Difficile trovare qualcuno che accetti di buon grado di esser giudicato. Non fa eccezione nemmeno il pubblico ministero Luca Palamara che di farsi processare dall’attuale Consiglio superiore della magistratura non ne vuole proprio sapere tanto che ieri ha presentato un’istanza per chiedere che tutto torni alle Sezioni Unite della Cassazione e poi da queste alla Consulta così che disponga un rinvio al futuro Csm. Un’istanza inattesa, formalmente motivata da un presunto vizio dell’ordinamento dell’organo di autogoverno delle toghe, che dopo un’ora di camera di consiglio è stata respinta con forza dalla sezione disciplinare del Csm.
A ben vedere più che questioni in punta di diritto, la richiesta del pubblico ministero, sospeso proprio a causa della deflagrazione dell’inchiesta sugli incontri carbonari tra toghe e politica per decidere le nomine nei maggiori uffici giudiziari del Paese, fa riferimento al fatto che il vicepresidente di Palazzo dei Marescialli sarebbe stato eletto grazie a un accordo interno siglato proprio da Palamara & co. Che questo sia il vero nodo dell’istanza lo si si evince dalla memoria depositata dall’ex presidente dell’Associazione nazionale magistrati in cui si legge che “dalla messaggistica estratta dal telefono cellulare dello scrivente, acquisita agli atti dell’inchiesta svolta a carico del sottoscritto dalla Procura di Perugia, è emerso il ruolo che il sottoscritto, e con il medesimo, anche gli onorevoli Cosimo Maria Ferri e Luca Lotti, ha avuto nell’accordo politico che portò all’elezione dell’attuale Vice-Presidente del Consiglio superiore della magistratura David Ermini”, per questo “se ne trae una ragione in più per dubitare dell’effettiva serenità con cui codesta Sezione Disciplinare potrà assumere le proprie libere determinazionì nel giudicare i fatti per cui oggi è giudizio”.
BOTTA E RISPOSTA. Una richiesta, quella di Palamara, di “una tale eccentricità nella sua formulazione da risultare non proponibile”, l’ha definita l’avvocato generale Pietro Gaeta, che rappresenta la procura generale e dunque l’accusa nei confronti del magistrato sotto procedimento disciplinare.
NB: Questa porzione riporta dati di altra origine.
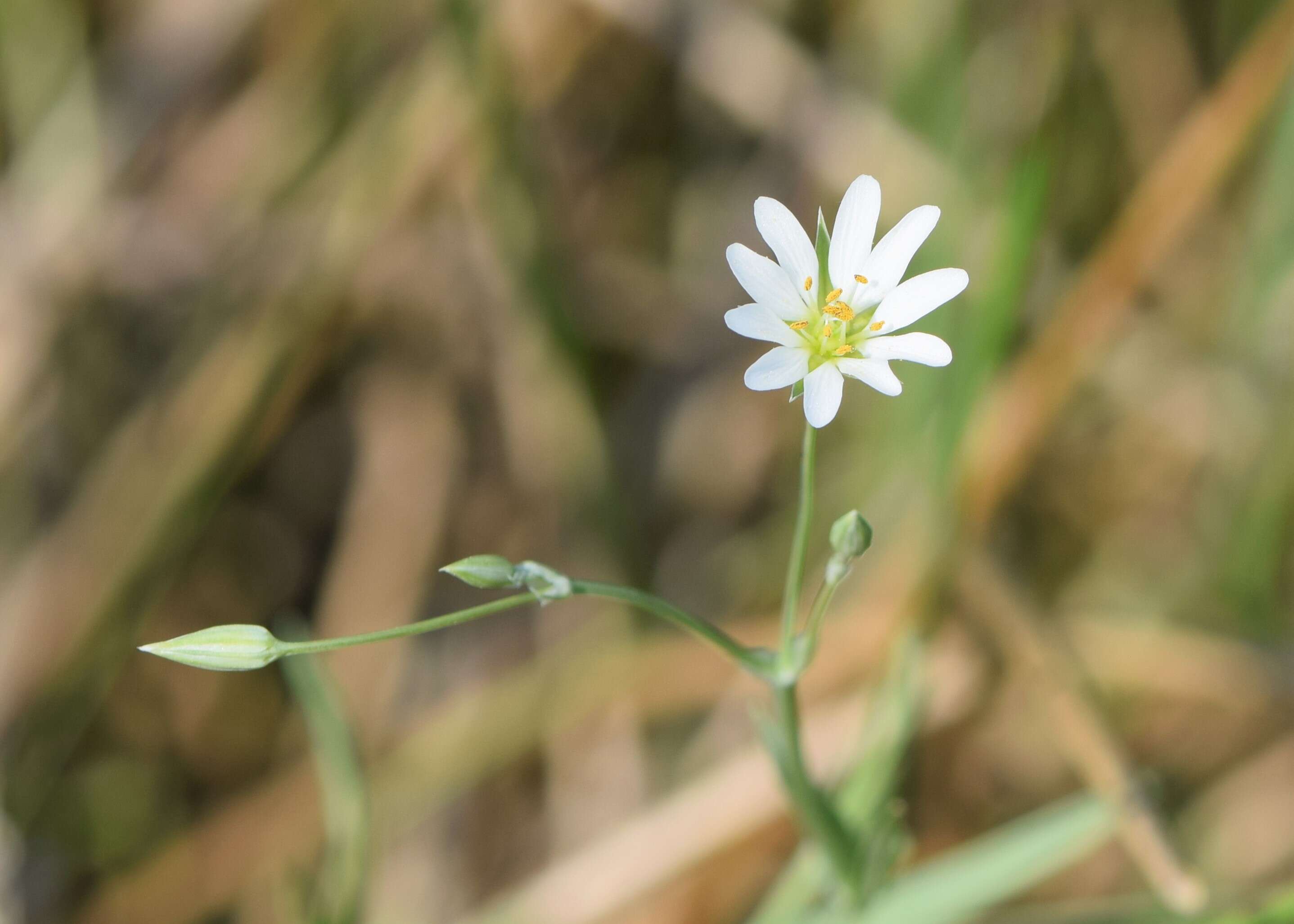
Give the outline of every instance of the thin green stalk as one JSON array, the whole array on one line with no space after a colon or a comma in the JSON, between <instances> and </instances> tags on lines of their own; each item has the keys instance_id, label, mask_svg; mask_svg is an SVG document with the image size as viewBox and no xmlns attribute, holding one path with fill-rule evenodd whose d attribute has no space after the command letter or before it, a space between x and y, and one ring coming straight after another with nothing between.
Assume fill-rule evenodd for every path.
<instances>
[{"instance_id":1,"label":"thin green stalk","mask_svg":"<svg viewBox=\"0 0 1294 924\"><path fill-rule=\"evenodd\" d=\"M408 635L421 635L424 632L435 632L436 629L448 629L452 625L461 625L463 622L471 622L474 619L480 619L481 616L489 616L492 613L502 612L503 610L512 610L515 607L525 606L527 603L533 603L538 598L534 594L512 594L511 597L505 597L490 603L481 603L479 607L470 607L467 610L459 610L457 612L445 613L444 616L436 616L433 619L424 619L419 622L409 622L406 625L397 625L391 629L379 629L378 632L366 632L360 635L343 635L340 638L320 638L311 639L305 642L285 642L280 641L282 654L286 655L313 655L321 651L336 651L338 648L349 648L356 644L367 644L369 642L386 642L391 638L405 638Z\"/></svg>"},{"instance_id":2,"label":"thin green stalk","mask_svg":"<svg viewBox=\"0 0 1294 924\"><path fill-rule=\"evenodd\" d=\"M571 593L585 594L587 597L606 597L621 600L639 610L646 610L653 616L660 616L663 620L673 622L678 628L705 639L756 677L761 679L770 679L771 677L773 664L766 651L741 644L717 625L692 616L690 612L679 610L673 603L663 600L659 597L634 588L621 588L616 584L600 584L599 581L571 581Z\"/></svg>"},{"instance_id":3,"label":"thin green stalk","mask_svg":"<svg viewBox=\"0 0 1294 924\"><path fill-rule=\"evenodd\" d=\"M818 637L822 634L822 624L827 617L827 610L831 608L831 600L836 595L836 589L844 582L849 572L844 572L837 580L826 580L822 586L818 588L818 593L813 598L813 606L809 610L809 621L805 622L804 632L804 663L800 665L800 670L807 666L809 661L813 660L814 654L818 651Z\"/></svg>"},{"instance_id":4,"label":"thin green stalk","mask_svg":"<svg viewBox=\"0 0 1294 924\"><path fill-rule=\"evenodd\" d=\"M796 612L800 591L805 581L805 558L809 553L809 525L813 523L813 480L818 457L818 431L805 423L804 448L800 456L800 509L796 511L796 532L791 540L791 560L787 563L787 586L782 597L782 657L789 663L796 641Z\"/></svg>"},{"instance_id":5,"label":"thin green stalk","mask_svg":"<svg viewBox=\"0 0 1294 924\"><path fill-rule=\"evenodd\" d=\"M749 648L719 629L717 625L712 625L690 612L679 610L674 604L668 603L659 597L652 597L651 594L635 590L634 588L621 588L615 584L600 584L598 581L571 581L571 593L572 595L603 597L607 599L621 600L638 607L639 610L646 610L647 612L660 616L668 622L673 622L681 629L686 629L694 635L705 639L756 677L760 677L761 679L770 679L773 677L774 659L767 651L762 648ZM436 616L435 619L426 619L421 622L410 622L408 625L399 625L391 629L367 632L361 635L343 635L340 638L321 638L304 642L281 641L278 644L281 647L281 654L285 656L336 651L339 648L349 648L356 644L384 642L392 638L421 635L422 633L436 632L437 629L448 629L449 626L470 622L483 616L502 612L503 610L512 610L514 607L533 603L537 599L538 597L532 593L514 594L511 597L493 600L492 603L483 603L479 607L471 607L470 610L459 610L457 612L445 613L444 616Z\"/></svg>"},{"instance_id":6,"label":"thin green stalk","mask_svg":"<svg viewBox=\"0 0 1294 924\"><path fill-rule=\"evenodd\" d=\"M832 806L827 793L818 788L805 766L804 748L800 743L800 701L796 686L774 687L778 707L778 723L785 738L787 753L780 762L787 791L800 814L801 823L813 832L827 852L836 876L845 886L850 901L859 899L858 857L854 839L845 828L840 815Z\"/></svg>"}]
</instances>

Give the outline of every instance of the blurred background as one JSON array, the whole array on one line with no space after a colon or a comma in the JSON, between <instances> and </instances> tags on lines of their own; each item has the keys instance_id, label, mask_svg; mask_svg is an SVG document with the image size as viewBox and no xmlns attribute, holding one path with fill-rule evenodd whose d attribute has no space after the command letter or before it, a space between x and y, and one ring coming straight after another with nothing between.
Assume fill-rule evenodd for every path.
<instances>
[{"instance_id":1,"label":"blurred background","mask_svg":"<svg viewBox=\"0 0 1294 924\"><path fill-rule=\"evenodd\" d=\"M915 633L901 870L1095 791L991 920L1288 920L1291 60L1272 0L0 0L0 920L741 920L797 840L761 691L668 626L135 646L471 606L484 551L773 638L802 414L723 250L859 173L970 287L822 434L810 575L876 541L815 766Z\"/></svg>"}]
</instances>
La questione di legittimità costituzionale, a giudizio di Gaeta, “è inammissibile e palesemente manipolativa”. Parere diametralmente opposto a quello della difesa del pm sospeso, rappresentato da Stefano Guizzi, secondo cui l’invio degli atti sarebbe stato necessario in quanto “ci sono state reiterate prese di posizione pubbliche molto nette da parte dei componenti del Consiglio superiore della magistratura e del vicepresidente” e per questo si auspicava che a pronunciarsi fosse un’altra Sezione disciplinare, diversa nella composizione rispetto a quella attuale.
IL NODO INTERCETTAZIONI. Ma oltre al tentativo di ricusare i propri giudici, la difesa di Palamara è tornata a sollevare anche la questione dell’utilizzabilità delle intercettazioni nel procedimento disciplinare a carico del pm sospeso. Proprio questo, infatti, risulta essere l’argomento più spinoso della vicenda perché, come noto, in alcuni audio sono coinvolti anche alcuni parlamentari. Tuttavia dopo uno scambio di opinioni con il presidente del collegio, Fulvio Gigliotti e l’avvocato Gaeta, le parti hanno concordato che il nodo intercettazioni dovrà essere approfondito in un secondo momento, ossia all’istruzione dibattimentale che si celebrerà nelle prossime settimane.